Understanding Venture Capital
Venture capital is a type of private equity funding that is given by venture capital companies or private funds to budding entrepreneurs, mid-stage, or emerging firms that are deemed to have exceptionally high growth potential or that have proven unexpectedly high entrepreneurial success. Usually, venture capital funds invest in the early stage of a venture. These companies are usually those with strong financials that can readily meet initial business requirements and which have a proven track record of generating profits. As such, venture capitalists usually prefer to support small, newer businesses.
Venture capitalists work as private equity owners, unlike conventional ownership models. Their investment in these enterprises is not based on personal likings or on their own knowledge of the company. Instead, it is based on their assessment of the company’s capital structure, management capabilities, business plans, market and customer demands, and other factors. Because of this similarity to other forms of equity investment, there are some differences in venture capital funding, especially as regards the methods of valuation used.
The most prominent type of equity funding is disclosed equity. Disclosure Equity, as it is often referred to, involves exchanging shares of the company’s common stock for cash and/or a portion of the company’s assets. The amount of equity capital provided by venture capitalists is based largely on the valuation of the company. Once venture capitalists determine the value of a business, they notify the venture capital firm or angel investors of their valuation. The venture capital firm or angel investors then decide the amount of capital to provide to a company.
Another type of equity finance is referred to as working capital. This is the portion of a company’s resources that are used to conduct normal day-to-day operations. A good example of a working capital loan is a commercial truck loan, which may be made by some private equity firms and venture capitalists. Angel investors and venture capital firms typically fund an entire business through these means, rather than providing individual loans to individual entrepreneurs.
Private investors also provide seed money and seed business funding. Seed money is given to an aspiring company in exchange for a percentage of the business in return for early venture capital. In order for this to be a successful arrangement, the venture capitalist must have an established track record of success in making early investments. Seed business funding, on the hand, is typically provided by angel investors or venture capital firms. Once again, the amount provided will depend on the valuation of the business.

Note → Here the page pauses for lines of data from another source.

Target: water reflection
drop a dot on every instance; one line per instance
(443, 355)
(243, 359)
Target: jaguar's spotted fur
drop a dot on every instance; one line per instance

In the final phase of venture capital financing, a convertible bond usually is issued by an angel investor or venture capital firm. This type of equity investment occurs when the equity of the company is sold to a third party. The convertible bond, which takes the form of a debt security, is then converted into shares of the issuing company’s stock. As previously stated, this conversion is usually funded through an angel investor or venture capital firm. As in the previous phases of venture capital, much of the funding for convertible bond transactions comes from private investors rather than venture capital or angel investor groups.